Прасковья Румянцева происходила из старинной русской семьи, щедро приправленной изысканной иноземной кровью, поэтому императрица Елизавета, которая весьма придирчиво подбирала фрейлин для будущей цесаревны, просто не могла не остановить на ней своего выбора. Хотя бы потому, что родословная Прасковьи Александровны Румянцевой выглядела куда более внушительно, чем у самой императрицы Елизаветы Петровны, а государыня умела ценить фамильную древность.

Прасковья Румянцева приходилась сестрой графу Петру Александровичу Румянцеву (впоследствии получившему прозвание Задунайского и титул фельдмаршала), отцом которого, как втихомолку уверяли, некогда сделался сам Петр Великий. По материнской линии Прасковья происходила из семьи Андрея Артамоновича Матвеева, видного дипломата петровского времени, сенатора и президента Юстиц-коллегии.
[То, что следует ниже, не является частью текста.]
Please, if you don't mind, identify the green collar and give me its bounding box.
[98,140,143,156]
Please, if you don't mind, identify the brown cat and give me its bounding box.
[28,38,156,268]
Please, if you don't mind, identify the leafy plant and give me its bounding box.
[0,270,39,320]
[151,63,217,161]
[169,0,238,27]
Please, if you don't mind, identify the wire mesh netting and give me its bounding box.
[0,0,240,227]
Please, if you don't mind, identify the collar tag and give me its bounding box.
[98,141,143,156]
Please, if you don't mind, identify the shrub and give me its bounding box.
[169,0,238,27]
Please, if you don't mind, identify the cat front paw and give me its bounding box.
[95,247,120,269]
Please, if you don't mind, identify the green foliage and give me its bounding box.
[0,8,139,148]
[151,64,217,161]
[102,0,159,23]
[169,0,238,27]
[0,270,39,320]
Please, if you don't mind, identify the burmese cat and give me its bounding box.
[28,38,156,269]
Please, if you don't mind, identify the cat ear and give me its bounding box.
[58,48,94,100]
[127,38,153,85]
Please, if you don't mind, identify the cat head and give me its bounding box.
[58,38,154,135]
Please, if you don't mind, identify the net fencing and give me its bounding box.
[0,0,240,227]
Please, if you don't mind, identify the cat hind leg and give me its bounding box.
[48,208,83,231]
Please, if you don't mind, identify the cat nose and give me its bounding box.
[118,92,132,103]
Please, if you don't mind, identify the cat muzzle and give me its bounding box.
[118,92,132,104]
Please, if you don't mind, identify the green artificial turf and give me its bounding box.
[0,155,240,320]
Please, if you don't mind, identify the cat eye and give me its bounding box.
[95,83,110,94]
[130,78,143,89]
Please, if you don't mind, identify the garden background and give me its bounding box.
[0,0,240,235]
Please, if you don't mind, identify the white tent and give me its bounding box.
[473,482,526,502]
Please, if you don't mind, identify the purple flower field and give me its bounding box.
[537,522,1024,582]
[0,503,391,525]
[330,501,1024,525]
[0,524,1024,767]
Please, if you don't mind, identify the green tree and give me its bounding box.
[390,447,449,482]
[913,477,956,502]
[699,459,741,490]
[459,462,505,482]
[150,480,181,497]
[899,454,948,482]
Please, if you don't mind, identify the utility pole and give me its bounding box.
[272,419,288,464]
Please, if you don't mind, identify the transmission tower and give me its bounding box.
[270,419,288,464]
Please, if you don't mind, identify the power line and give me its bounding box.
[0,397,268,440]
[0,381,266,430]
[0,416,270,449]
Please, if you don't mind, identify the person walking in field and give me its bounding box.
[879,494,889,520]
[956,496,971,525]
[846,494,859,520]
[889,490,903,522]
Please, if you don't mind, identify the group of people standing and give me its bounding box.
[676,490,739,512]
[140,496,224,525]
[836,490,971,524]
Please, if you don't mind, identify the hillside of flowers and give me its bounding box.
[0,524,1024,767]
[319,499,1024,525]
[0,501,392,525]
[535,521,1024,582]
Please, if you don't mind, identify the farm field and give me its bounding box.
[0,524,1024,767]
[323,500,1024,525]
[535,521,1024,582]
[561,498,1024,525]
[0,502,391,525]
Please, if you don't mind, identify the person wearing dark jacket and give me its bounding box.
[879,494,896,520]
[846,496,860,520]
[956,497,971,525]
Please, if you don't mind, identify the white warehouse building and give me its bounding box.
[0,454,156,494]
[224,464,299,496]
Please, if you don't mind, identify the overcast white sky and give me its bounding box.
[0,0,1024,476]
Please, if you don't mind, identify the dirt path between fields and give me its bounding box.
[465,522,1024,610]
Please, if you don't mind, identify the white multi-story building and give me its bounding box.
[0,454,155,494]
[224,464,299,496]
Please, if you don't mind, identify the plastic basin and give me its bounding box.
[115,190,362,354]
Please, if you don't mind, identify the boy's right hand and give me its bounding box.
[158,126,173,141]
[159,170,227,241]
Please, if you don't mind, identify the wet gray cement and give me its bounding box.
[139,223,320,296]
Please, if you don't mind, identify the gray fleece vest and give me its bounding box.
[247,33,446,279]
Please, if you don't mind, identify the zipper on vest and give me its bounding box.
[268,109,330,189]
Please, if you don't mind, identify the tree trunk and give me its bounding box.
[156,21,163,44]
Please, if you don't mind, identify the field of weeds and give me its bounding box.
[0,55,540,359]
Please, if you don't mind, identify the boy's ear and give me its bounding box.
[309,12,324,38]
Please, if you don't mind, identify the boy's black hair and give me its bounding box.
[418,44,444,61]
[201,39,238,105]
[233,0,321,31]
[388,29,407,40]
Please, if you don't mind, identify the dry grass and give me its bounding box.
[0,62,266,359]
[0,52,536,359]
Супругой Андрея Артамоновича была княжна Марфа Федоровна Барятинская из рода Рюриковичей, некогда восседавших на российском престоле и сошедших с него после смерти царя Федора Иоанновича, малоумного сына Ивана Грозного.

Прабабкой Прасковьи Александровны была светлейшая княжна Евдокия Григорьевна Гамильтон, находившаяся в дальнем родстве с королевским домом Стюартов в Англии и династией Капетингов во Франции. Ежели бы мы взялись сейчас прослеживать эту связь в глубь веков, то обнаружили бы, что Прасковья Румянцева была в прямом родстве с Анной Ярославной, королевой Французской, а через нее и с равноапостольными святыми: великой княгиней Ольгой и великим князем Владимиром… но мы не станем тратить время на разгребание слежавшейся пыли веков, скажем только, что буйная кровь святого грешника князя Владимира в Прасковье явно сказывалась… А теперь обратимся к временам более близким – 50-м годам XVIII столетия, когда хорошенькая фрейлина Парашенька Румянцева подружилась с хорошенькой принцесской Фике, пардон, великой княгиней Екатериной Алексеевной, и вскоре сделалась ее ближайшей конфиденткой.

Хоть умные люди уверяют, что дружба двух красавиц редко бывает безоблачна, но все же злые языки судачили, будто дружба этих двух барышень оказалась слишком уж нежна и близка для невинной девичьей дружбы… однако эти слухи доносятся из времен позднейших, уже более извращенных, а при русском, довольно-таки патриархальном, еще не вполне оевропеившемся дворе Елизаветы Петровны слабо верили в возможность лесбийских забав. Правда, в бытность императрицею Анны Иоанновны что-то такое судачили насчет ее воспитанницы и будущей императрицы Анны Леопольдовны и ее любимой фрейлины-подруги Юлианы Менгден… Но Бог с ними, с Аннами, Юлианами и лесбийскими забавами, одно в связи с этим можно сказать: если даже Екатерина и поиграла немножко в запретные игры с Прасковьей, никакого ущерба сексуальной ориентации, как мы теперь выразились бы, обеих молодых красоток это не нанесло: что та, что другая более всего в жизни ценили общество мужчин и стремились к самому тесному общению с этими самыми мужчинами.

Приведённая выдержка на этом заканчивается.